Está
quase a fazer anos. Mais dias, menos dias, faz anos esta história.
Estávamos
em 1975. Na sequência da revolução, deixara de haver escolas e liceus masculinos
e femininos. E eu havia transitado do Liceu Padre António Vieira para o Liceu
D. Leonor, ambos em Lisboa.
O
ano lectivo 74/75 havia começado tarde, face às confusões naturais de todas as
mudanças que aconteciam e fazíamos acontecer. E o facto de passarmos de ensino
segregado para ensino misto não veio ajudar em nada aa esse iniciar a
aprendizagem em liberdade.
Por
tudo isso, bem como pelos fulgores da juventude agora assim “misturada” e pela
já avançada idade do material escolar, chegámos à Páscoa com falta de cadeiras,
mesas, carteiras, nas salas de aula. Creio que não foram capazes de resistir ao
que acontecia. E as cadeiras partilhavam rabos, nem sempre com os melhores
resultados físicos ou académicos.
Certo
é que eu, estudante do então sexto ano do liceu, junto com uma valente mão-cheia
de colegas, eles e elas, passámos boa parte das férias da Páscoa no sótão do
liceu, a tentar recuperar o material danificado que aí se encontrava.
Enquadrados
por um solícito continuo, manejamos chaves e martelos e serras naquelas
madeiras demasiadamente rijas para os nossos hábitos. Com as consequentes
bolhas nas mãos e uma ou outra arranhadela sem consequências.
Não
recordo números, mas bastantes foram as que saíram dali para as salas de aula,
suponho que capazes de resistir por mais algum tempo àquela formidável maré de
gente jovem.
Gente
jovem essa que acreditava ter o futuro nas suas próprias mãos e que trabalhava
por ele.
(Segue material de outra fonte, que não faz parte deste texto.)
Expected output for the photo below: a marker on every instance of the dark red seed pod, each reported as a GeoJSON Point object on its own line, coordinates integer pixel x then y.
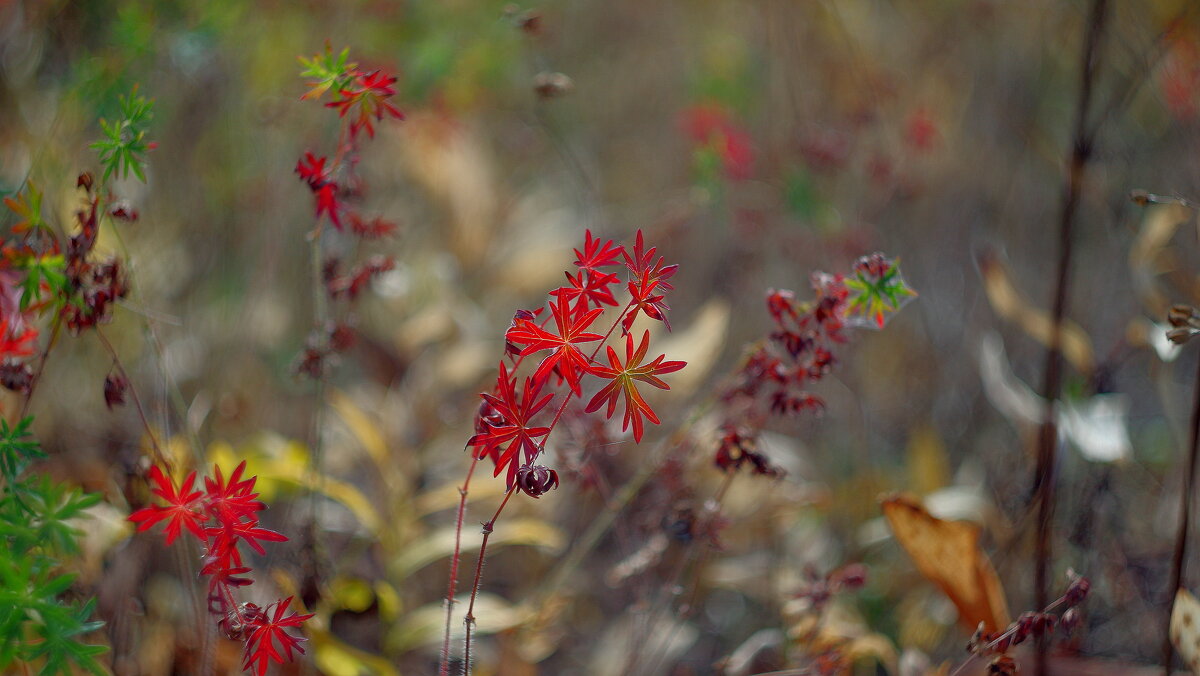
{"type": "Point", "coordinates": [537, 479]}
{"type": "Point", "coordinates": [1071, 621]}
{"type": "Point", "coordinates": [16, 376]}
{"type": "Point", "coordinates": [1078, 591]}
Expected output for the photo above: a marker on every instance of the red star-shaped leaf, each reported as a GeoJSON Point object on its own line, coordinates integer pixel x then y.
{"type": "Point", "coordinates": [183, 507]}
{"type": "Point", "coordinates": [624, 382]}
{"type": "Point", "coordinates": [565, 354]}
{"type": "Point", "coordinates": [597, 255]}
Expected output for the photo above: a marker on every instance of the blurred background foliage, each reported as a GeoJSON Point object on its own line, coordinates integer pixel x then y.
{"type": "Point", "coordinates": [755, 143]}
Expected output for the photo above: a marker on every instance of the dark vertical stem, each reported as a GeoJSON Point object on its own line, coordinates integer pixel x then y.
{"type": "Point", "coordinates": [1181, 538]}
{"type": "Point", "coordinates": [453, 585]}
{"type": "Point", "coordinates": [1048, 436]}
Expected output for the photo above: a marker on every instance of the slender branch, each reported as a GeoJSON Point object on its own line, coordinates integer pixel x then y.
{"type": "Point", "coordinates": [1181, 538]}
{"type": "Point", "coordinates": [137, 401]}
{"type": "Point", "coordinates": [1048, 436]}
{"type": "Point", "coordinates": [41, 365]}
{"type": "Point", "coordinates": [444, 666]}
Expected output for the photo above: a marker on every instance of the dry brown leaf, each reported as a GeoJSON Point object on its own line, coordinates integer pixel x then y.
{"type": "Point", "coordinates": [1147, 253]}
{"type": "Point", "coordinates": [947, 554]}
{"type": "Point", "coordinates": [1009, 304]}
{"type": "Point", "coordinates": [1186, 628]}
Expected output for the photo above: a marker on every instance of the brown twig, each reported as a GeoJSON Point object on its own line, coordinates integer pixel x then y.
{"type": "Point", "coordinates": [469, 620]}
{"type": "Point", "coordinates": [1181, 538]}
{"type": "Point", "coordinates": [444, 666]}
{"type": "Point", "coordinates": [1048, 436]}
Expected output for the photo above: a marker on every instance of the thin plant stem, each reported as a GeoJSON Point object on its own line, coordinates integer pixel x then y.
{"type": "Point", "coordinates": [1181, 538]}
{"type": "Point", "coordinates": [137, 401]}
{"type": "Point", "coordinates": [55, 330]}
{"type": "Point", "coordinates": [469, 620]}
{"type": "Point", "coordinates": [444, 666]}
{"type": "Point", "coordinates": [1051, 388]}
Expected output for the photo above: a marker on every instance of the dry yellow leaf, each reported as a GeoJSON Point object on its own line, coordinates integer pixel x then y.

Com as ferramentas de marceneiro, com os cadernos e livros, com pás e
enxadas nos jardins, vassouras nas calçadas… Acreditávamos que as coisas tinham
que acontecer e que nós estávamos ali para lhes dar corpo.
Creio
que dessa época ainda sobramos alguns dinossáurios, que continuamos a acreditar
que do céu só sol e chuva e que o futuro sai das nossas mãos. Ma seremos
poucos.
Os
restantes de então e os que entretanto vieram acreditam e agem partindo do
princípio que “alguém” cuidará das coisas, através de concursos públicos ou
contratando alguém para o fazer. Principalmente se se tratar de situações que
obriguem a sair da zona de conforto e fazer algo que não reverta directa e
imediatamente para o próprio.
Está
quase a fazer anos que esta história aconteceu. Alguns dos que comigo a viveram
estão por aí para a relembrar.
Mas
não sei, com toda a franqueza e olhando em redor, se tenho vontade de sopras as
velas deste aniversário.
Que
sabemos que o tempo não volta para trás e que a história se repete, mas nem
sempre nas suas melhores vertentes. Ou com melhores protagonistas.